I am trying to count the number of $p$-Sylow subgroups in $A_n$. Particularly, I want to count the number of $5$-Sylow subgroups in $A_6$. I know that to do this, I need to count the number of $5$-cycles that exist in $A_6$. This website https://groupprops.subwiki.org/wiki/Alternating_group:A6 claims we have 36 such groups, but I am having trouble finding this count. Can anyone help me out with this computation?
The way I have been thinking about counting these $5$ cycles is by considering that I could have $6*5*4*3*2$ different 5 cycles using 6 elements, without considering repetitions (meaning without considering that $(1 2 3 4 5)$ is the same as $(2 3 4 5 1)$). Thus if we divide the count we have by 5, I think we would be taking into consideration this symmetry, so we would have $6*4*3*2$ but I'm not sure if this is a good approach to counting these cycles. Thanks for your help!

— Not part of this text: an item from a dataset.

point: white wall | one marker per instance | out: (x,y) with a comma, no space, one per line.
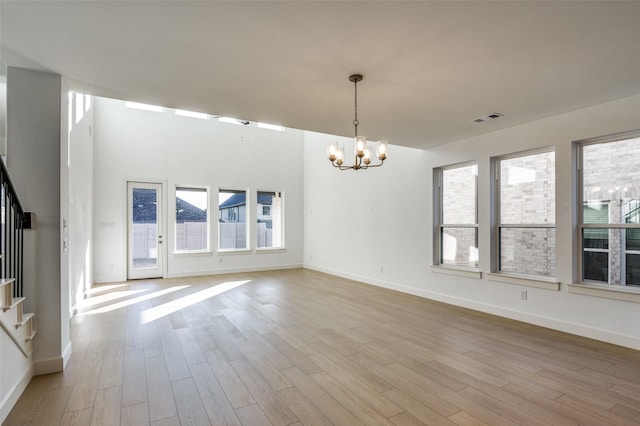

This is simple combinatorics. In $A_6$, a $5$-Sylow is a cyclic group of order $5$. Any two of these intersect trivially, as nontrivial elements of a cyclic group of order $5$ are all generating elements. Every cyclic group of order $5$ contains $4$ nontrivial elements.
Putting all together: the number of $5$-Sylows is the number of elements of order $5$ divided by $4$.
By the way, you miscalculated the number of elements of order $5$. Think about it, it should be $6\cdot 4!$.